Nicole Williams exits crowded Maryland 5th race, reshaping Prince George's politics
Williams’ exit cost Prince George’s County a congressional contender and its House delegation chair, while strengthening Adrian Boafo in the crowded 5th District fight.

Nicole Williams’ suspension from the Maryland 5th Congressional District race tightened the scramble for Prince George’s County influence at the same time it stripped Annapolis of one of the county’s better-known Democratic voices. Williams said the campaign no longer had the money to keep pace in a field filled with roughly 30 contenders, and because the filing deadline for reelection had already passed, she will also lose her seat in the Maryland House of Delegates in January.
The timing lands hard for Prince George’s voters because the 5th District has become the state’s most visible post-Hoyer power contest. Steny Hoyer said on January 8 that he would not seek reelection after representing the district since winning a special election on May 19, 1981. His retirement opened the first truly vacant seat in the district in decades, and the race has since drawn 24 Democrats, 3 Republicans and 3 unaffiliated candidates ahead of the June 23 primary. Early voting runs June 11 to 18.

Williams’ departure also changes the math inside Prince George’s County government circles. The Maryland General Assembly lists her as chairwoman of the Prince George’s County House Delegation, and she serves on the Judiciary Committee, giving her both county clout and statewide legislative reach. Her exit removes a sitting county power broker from the congressional field and leaves Prince George’s without one of the few candidates who could speak to both local concerns in Annapolis and the larger district race.
That clears more space for candidates with deeper fundraising and endorsement networks, especially Del. Adrian Boafo of Prince George’s County. Hoyer endorsed Boafo on January 23, a notable signal in a contest where old alliances still matter. Boafo is a former Hoyer campaign manager, a former Bowie City Council member and vice mayor, and now serves as assistant majority leader in the House of Delegates. University of Maryland political scientist David Karol has said Boafo is probably favored because of his fundraising and major endorsements, and that more candidates could still leave before the primary.

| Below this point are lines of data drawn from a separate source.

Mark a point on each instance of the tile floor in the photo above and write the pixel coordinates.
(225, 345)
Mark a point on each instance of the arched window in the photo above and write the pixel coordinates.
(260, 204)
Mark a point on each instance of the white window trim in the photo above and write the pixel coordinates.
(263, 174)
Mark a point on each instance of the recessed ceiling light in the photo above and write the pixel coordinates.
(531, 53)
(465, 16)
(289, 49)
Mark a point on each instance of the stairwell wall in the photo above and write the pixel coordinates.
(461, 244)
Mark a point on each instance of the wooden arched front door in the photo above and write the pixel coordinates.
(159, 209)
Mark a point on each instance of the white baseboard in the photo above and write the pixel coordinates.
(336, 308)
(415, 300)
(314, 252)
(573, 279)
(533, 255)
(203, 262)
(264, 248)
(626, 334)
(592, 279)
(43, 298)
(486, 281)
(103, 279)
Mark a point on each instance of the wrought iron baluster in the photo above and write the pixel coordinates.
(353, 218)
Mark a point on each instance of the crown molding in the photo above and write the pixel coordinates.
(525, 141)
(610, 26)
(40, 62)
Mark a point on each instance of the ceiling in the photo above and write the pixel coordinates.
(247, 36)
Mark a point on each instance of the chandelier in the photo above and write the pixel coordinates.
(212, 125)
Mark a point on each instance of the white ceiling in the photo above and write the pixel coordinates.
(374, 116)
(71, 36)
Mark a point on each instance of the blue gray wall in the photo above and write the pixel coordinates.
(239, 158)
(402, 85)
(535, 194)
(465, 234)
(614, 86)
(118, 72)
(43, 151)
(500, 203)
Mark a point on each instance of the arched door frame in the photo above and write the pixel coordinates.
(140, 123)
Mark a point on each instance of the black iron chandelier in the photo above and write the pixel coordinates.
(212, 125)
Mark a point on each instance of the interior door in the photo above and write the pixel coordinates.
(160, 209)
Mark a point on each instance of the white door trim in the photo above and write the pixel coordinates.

For Prince George’s County, the result is a race that looks less like a broad ideas forum and more like a test of which candidates can turn county relationships, donor lists and institutional backing into votes. The district still stretches across Charles, St. Mary’s and Calvert counties, plus parts of Prince George’s and Anne Arundel, but Williams’ exit makes Prince George’s even more central to the field’s next round of consolidation.